Emancipating Women
In this post, Holly Slay Ferraro, an associate professor in the Villanova School of Business and Academic Director for DEI Research and Teaching, discusses her paper, “Disrupting Dominant Narratives and Privilege: Teaching Black Women’s Enterprise and Activism,” published in the Journal of Management Education.
2020 was a big year for most – the onset of the pandemic, the deaths of George Floyd, Brianna Taylor, Toni McDade, and Ahmaud Arbery – and made it clear to many people that their lives were forever changed. I was one of those people.
Honestly, for years I’d been trying to move from writing what I thought had currency in the field to things that I believed were important. I felt a little trapped by my training and, frankly, by my desire to be known within the field. A lot of my writing and teaching wasn’t aligned with my values.

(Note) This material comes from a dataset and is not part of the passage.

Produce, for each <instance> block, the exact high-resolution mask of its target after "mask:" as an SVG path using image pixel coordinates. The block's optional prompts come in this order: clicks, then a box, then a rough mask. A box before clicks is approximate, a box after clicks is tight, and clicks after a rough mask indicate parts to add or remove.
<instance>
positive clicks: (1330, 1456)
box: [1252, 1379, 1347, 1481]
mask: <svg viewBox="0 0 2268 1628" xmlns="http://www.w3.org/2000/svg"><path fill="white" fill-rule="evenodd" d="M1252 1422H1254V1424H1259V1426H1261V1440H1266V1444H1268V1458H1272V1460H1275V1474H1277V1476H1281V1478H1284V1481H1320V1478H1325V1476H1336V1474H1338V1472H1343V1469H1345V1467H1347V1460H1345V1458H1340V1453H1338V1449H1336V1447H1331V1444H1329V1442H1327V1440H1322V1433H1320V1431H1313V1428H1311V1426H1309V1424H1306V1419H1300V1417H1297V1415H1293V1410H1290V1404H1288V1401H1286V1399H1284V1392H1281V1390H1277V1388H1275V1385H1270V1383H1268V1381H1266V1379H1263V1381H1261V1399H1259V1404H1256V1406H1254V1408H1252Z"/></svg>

Rocked by the events of 2020, I went back to my roots. I wanted to know about Black women and the roles they played in emancipation because I needed to learn from them. I thrust myself into reading Black history and was drawn to Black businesswomen, emancipating women – women who liberated themselves and others, who changed the narrative. My paper is about counter storytelling (changing the narrative) and incorporating the voices of Black women to help us understand how business can emancipate.
I’ve been influenced by a number of authors in writing this piece but four standout: Simone Phipps, Leon Prieto, Julia Walker, and Jessica Nembhard. I must give a special shout out to Phipps and Prieto. Their article in the Academy of Management Learning and Education on the business curriculum of historically Black colleges and universities and their text on Black business history have been so inspiring. I teach their material and tell other people about it all the time. I believe they are changing the canon.